Review security recommendations
This article describes how to work with security recommendations in Microsoft Security Exposure Management.
Security Exposure Management is currently in public preview.
Important
Some information in this article relates to a prereleased product which may be substantially modified before it's commercially released. Microsoft makes no warranties, expressed or implied, with respect to the information provided here.
Prerequisites
- Learn about the recommendations catalog before you start.
- Review permissions and prerequisites needed for working with Security Exposure Management.
Review recommendations
In the Microsoft Defender portal, select Exposure management > Exposure insights > Recommendations to open the Recommendations page.
Sort the recommendations by any of the headings or filter them based on your task needs. Sorting includes all of the headers:
- Name - Name.
- Compliance state - Compliant or not compliant.
- Impact - High, low, or medium impact.
- Last calculated - Last time the recommendation was calculated.
- Last state change - Last time the recommendation state changed.
- Related initiatives - The number of related initiatives.
- Related metrics - The number of related metrics.
- Source - The assessment standard source.
- Workload - Which workload the recommendations relate to.
- Domain - Device, apps, data, or identity.

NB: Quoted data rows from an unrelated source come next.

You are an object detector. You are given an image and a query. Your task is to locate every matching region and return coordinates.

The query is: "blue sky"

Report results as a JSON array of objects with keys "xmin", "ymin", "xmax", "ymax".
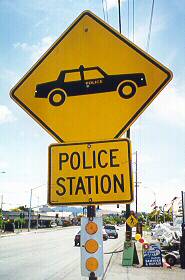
[{"xmin": 0, "ymin": 0, "xmax": 185, "ymax": 210}]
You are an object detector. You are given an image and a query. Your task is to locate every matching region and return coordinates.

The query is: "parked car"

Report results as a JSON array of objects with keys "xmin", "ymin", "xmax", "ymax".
[
  {"xmin": 74, "ymin": 229, "xmax": 108, "ymax": 246},
  {"xmin": 104, "ymin": 225, "xmax": 118, "ymax": 238}
]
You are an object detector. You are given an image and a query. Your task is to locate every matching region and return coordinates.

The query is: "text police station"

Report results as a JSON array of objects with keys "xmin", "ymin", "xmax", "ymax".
[
  {"xmin": 48, "ymin": 139, "xmax": 133, "ymax": 205},
  {"xmin": 56, "ymin": 149, "xmax": 124, "ymax": 196}
]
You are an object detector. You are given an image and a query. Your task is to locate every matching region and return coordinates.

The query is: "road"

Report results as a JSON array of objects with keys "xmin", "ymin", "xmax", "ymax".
[{"xmin": 0, "ymin": 227, "xmax": 124, "ymax": 280}]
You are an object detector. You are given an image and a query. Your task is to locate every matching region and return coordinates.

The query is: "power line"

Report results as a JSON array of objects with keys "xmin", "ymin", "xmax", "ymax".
[
  {"xmin": 118, "ymin": 0, "xmax": 121, "ymax": 33},
  {"xmin": 101, "ymin": 0, "xmax": 105, "ymax": 21},
  {"xmin": 146, "ymin": 0, "xmax": 154, "ymax": 52},
  {"xmin": 127, "ymin": 0, "xmax": 130, "ymax": 38},
  {"xmin": 132, "ymin": 0, "xmax": 135, "ymax": 42},
  {"xmin": 105, "ymin": 0, "xmax": 109, "ymax": 23}
]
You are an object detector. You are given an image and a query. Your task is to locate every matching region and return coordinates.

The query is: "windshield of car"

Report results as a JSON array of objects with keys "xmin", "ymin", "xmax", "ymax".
[
  {"xmin": 64, "ymin": 71, "xmax": 81, "ymax": 83},
  {"xmin": 84, "ymin": 69, "xmax": 104, "ymax": 80}
]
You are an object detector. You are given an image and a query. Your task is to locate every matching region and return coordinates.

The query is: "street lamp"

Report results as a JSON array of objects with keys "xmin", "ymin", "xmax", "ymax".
[{"xmin": 28, "ymin": 184, "xmax": 45, "ymax": 231}]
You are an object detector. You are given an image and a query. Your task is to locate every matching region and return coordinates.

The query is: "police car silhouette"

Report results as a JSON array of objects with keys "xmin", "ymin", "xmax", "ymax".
[{"xmin": 35, "ymin": 65, "xmax": 147, "ymax": 106}]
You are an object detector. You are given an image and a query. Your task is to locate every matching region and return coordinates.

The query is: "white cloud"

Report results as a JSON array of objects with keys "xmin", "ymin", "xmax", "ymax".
[
  {"xmin": 152, "ymin": 83, "xmax": 185, "ymax": 127},
  {"xmin": 0, "ymin": 105, "xmax": 15, "ymax": 124},
  {"xmin": 14, "ymin": 36, "xmax": 55, "ymax": 62},
  {"xmin": 104, "ymin": 0, "xmax": 125, "ymax": 10},
  {"xmin": 0, "ymin": 69, "xmax": 20, "ymax": 86}
]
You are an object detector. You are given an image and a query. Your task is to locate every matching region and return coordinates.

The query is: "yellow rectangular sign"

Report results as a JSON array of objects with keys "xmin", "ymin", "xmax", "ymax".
[{"xmin": 48, "ymin": 139, "xmax": 133, "ymax": 205}]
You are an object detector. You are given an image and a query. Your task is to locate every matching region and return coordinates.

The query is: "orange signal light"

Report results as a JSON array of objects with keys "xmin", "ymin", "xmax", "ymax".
[
  {"xmin": 86, "ymin": 258, "xmax": 98, "ymax": 271},
  {"xmin": 85, "ymin": 222, "xmax": 98, "ymax": 234},
  {"xmin": 84, "ymin": 239, "xmax": 99, "ymax": 254}
]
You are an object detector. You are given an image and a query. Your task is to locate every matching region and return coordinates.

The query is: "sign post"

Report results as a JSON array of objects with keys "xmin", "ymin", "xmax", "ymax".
[{"xmin": 10, "ymin": 11, "xmax": 172, "ymax": 279}]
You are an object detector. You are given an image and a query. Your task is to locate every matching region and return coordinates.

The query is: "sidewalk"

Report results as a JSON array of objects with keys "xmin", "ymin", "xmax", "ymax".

Filter recommendations by state, source, impact, workload, and domain.
Select a recommendation to view and review details.
You can also review recommendations on the Recommendations tab in a specific security initiative page in Initiatives to access Microsoft Exposure Recommendations in the Microsoft Defender portal.
Remediate recommendations
To remediate a recommendation, select a specific recommendation and browse to the Remediation steps tab.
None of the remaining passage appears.